Pemerintah Desa Wonokerto telah menganggarkan pemanfaatan tanah kas desa dan kawasan Bukit Jenggolo dalam APBDes 2026. Target PADes sebesar Rp300 juta tersebut meningkat dibandingkan realisasi PADes 2025 yang tercatat Rp97 juta.

Pengembangan kawasan tersebut juga mulai mendapat perhatian wisatawan dari luar daerah. Tupin menyebut pengunjung dari Lampung dan Bali pernah datang ke Bukit Jenggolo, termasuk wisatawan asal Belanda.

“Alhamdulillah, ada tetangga juga dari Belanda datang ke sini untuk menikmati Bukit Jenggolo,” kata Tupin.

Untuk memperkenalkan potensi tersebut, Pemerintah Desa Wonokerto mengemas tradisi Sedekah Desa melalui Jenggolo Tape Fest 2026. Dalam kegiatan itu, masyarakat membagikan 5 tumpeng hasil bumi dan 5.000 porsi tape ketan secara gratis kepada pengunjung.

Selain hasil bumi, festival juga menampilkan beragam kesenian masyarakat. Pertunjukan yang disajikan antara lain jaran kencak, kuda lumping, bantengan, tari topeng Kaliwungu, karapan sapi, hingga kesenian khas masyarakat Madura.

Tupin mengatakan Sedekah Desa tetap menjadi bagian penting dari kegiatan tersebut sebagai bentuk rasa syukur dan sarana mempererat silaturahmi masyarakat.
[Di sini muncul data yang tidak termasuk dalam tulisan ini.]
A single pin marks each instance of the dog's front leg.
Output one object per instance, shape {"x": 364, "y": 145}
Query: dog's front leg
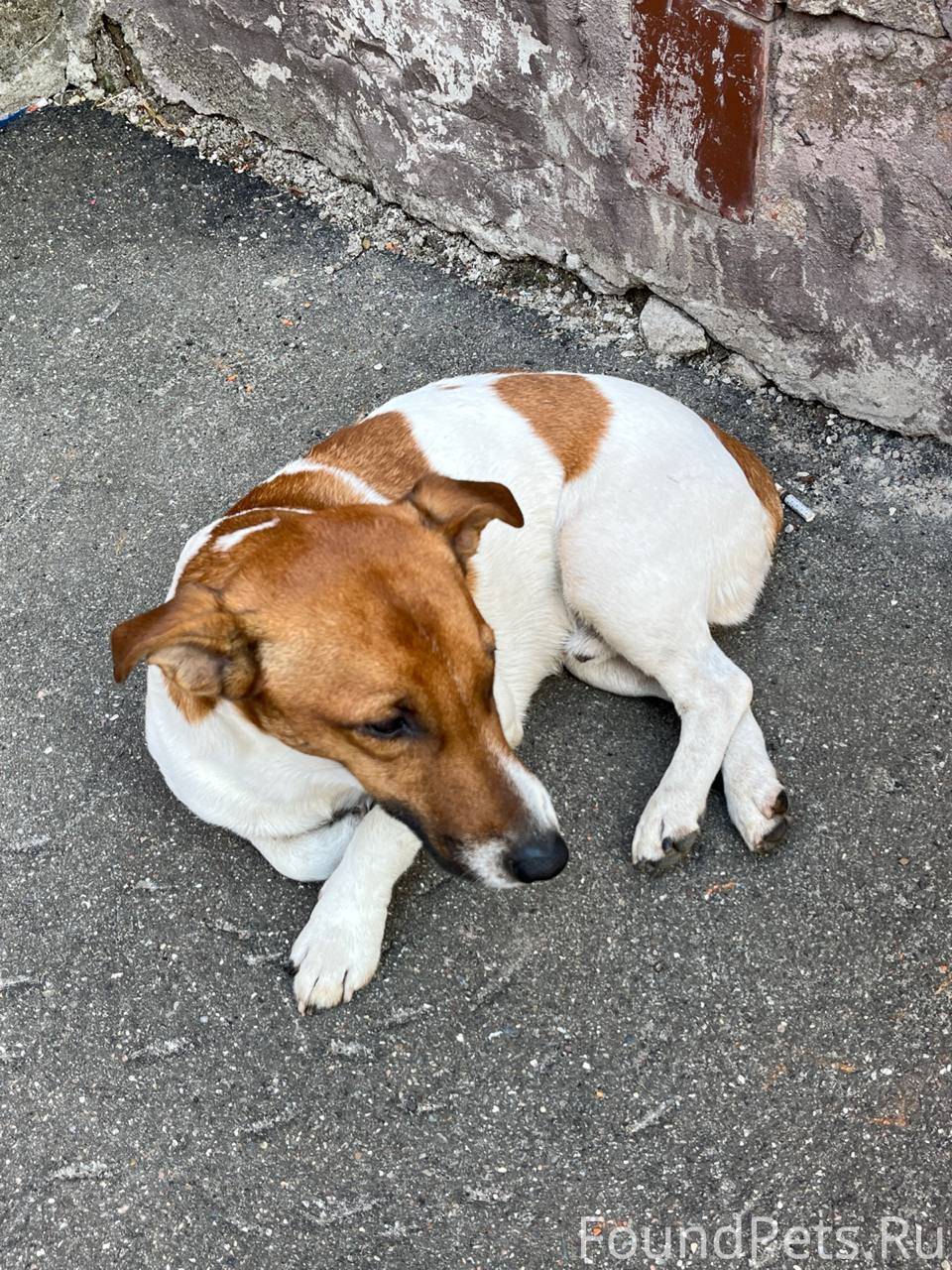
{"x": 338, "y": 951}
Festival dikembangkan tanpa menghilangkan nilai tradisi yang telah berlangsung di Desa Wonokerto.

“Insyaallah nanti akan kita lanjutkan di tahun-tahun berikutnya dengan berbagai koreksi sehingga akan menjadi daya tarik untuk para pengunjung,” ujar Tupin.

Rangkaian Sedekah Desa sebelumnya diawali dengan khotmil Quran yang digelar di 21 titik di Desa Wonokerto. Sementara Jenggolo Tape Fest menjadi bagian dari upaya desa menggabungkan tradisi, potensi hasil bumi, seni budaya, dan pengembangan kawasan wisata.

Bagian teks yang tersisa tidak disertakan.